The Victorian Bookmakers’ Association, which manages a AU$10 million ($6.3 million) fund for its sports betting customers, said AU$1.8 million ($1.1 million). US dollars) were lost, in addition to AU$20 million (US$12.7 million) in “additional private investment.” This all happened in the run-up to the Melbourne Cup and sparked the build-up to the biggest moment in the Australian betting calendar concern.

The investigations are still ongoing.

The long-awaited Formula 1 Grand Prix in Las Vegas is receiving a mixed response

What better way to end our roundup than with the topic that appeared most frequently? VSO news Headlines in 2023. Formula 1 finally merged with Las Vegas in November as the lights went out for the long-awaited Grand Prix in the city. While many were excited about the biggest sporting event of the year in the gambling metropolis, others weren’t quite as happy.

The build up was turbulent to say the least. Both locals and tourists expressed anger at the construction sites that dot the Las Vegas Strip year-round. Both the Bellagio fountain show and the Volcano at the Mirage were disrupted, while severe road disruptions caused traffic jams in the busy area.

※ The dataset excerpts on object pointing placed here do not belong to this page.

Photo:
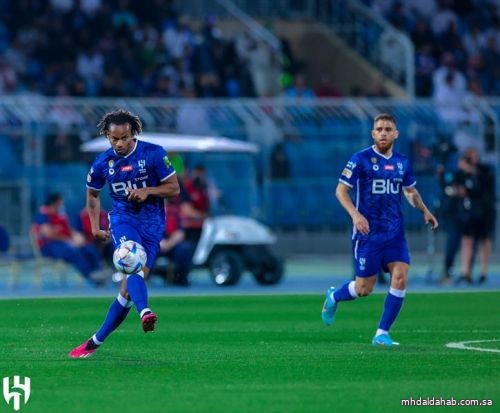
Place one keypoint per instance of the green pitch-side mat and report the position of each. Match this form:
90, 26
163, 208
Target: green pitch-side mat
254, 354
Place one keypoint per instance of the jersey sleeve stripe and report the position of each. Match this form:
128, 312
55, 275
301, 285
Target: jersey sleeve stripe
345, 183
168, 176
91, 187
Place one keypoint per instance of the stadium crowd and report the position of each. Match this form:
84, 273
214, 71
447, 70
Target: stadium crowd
457, 43
127, 48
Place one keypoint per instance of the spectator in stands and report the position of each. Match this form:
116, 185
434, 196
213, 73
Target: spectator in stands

A construction worker died while working at one of the Bellagio fountain sites

To make matters worse, a construction worker died while working at one of the Bellagio fountain locations. The worker suffered a laceration to his neck and died after being taken to hospital. The tragic incident came just a week after a carpenters union member warned on X that the sites were unsafe. He claimed that F1 owner Liberty Media used cheap foreign labor that did not require specific safety certifications.

The race itself was a spectacle that saw bitter fighting from the eventual winner, Max Verstappen. However, a lawsuit has now put a damper on the event, which stems from a canceled training session at the start of the weekend. A collision with a loose drain cover prompted organizers to send fans home after watching just ten minutes of action that day. Now some are suing Liberty Media.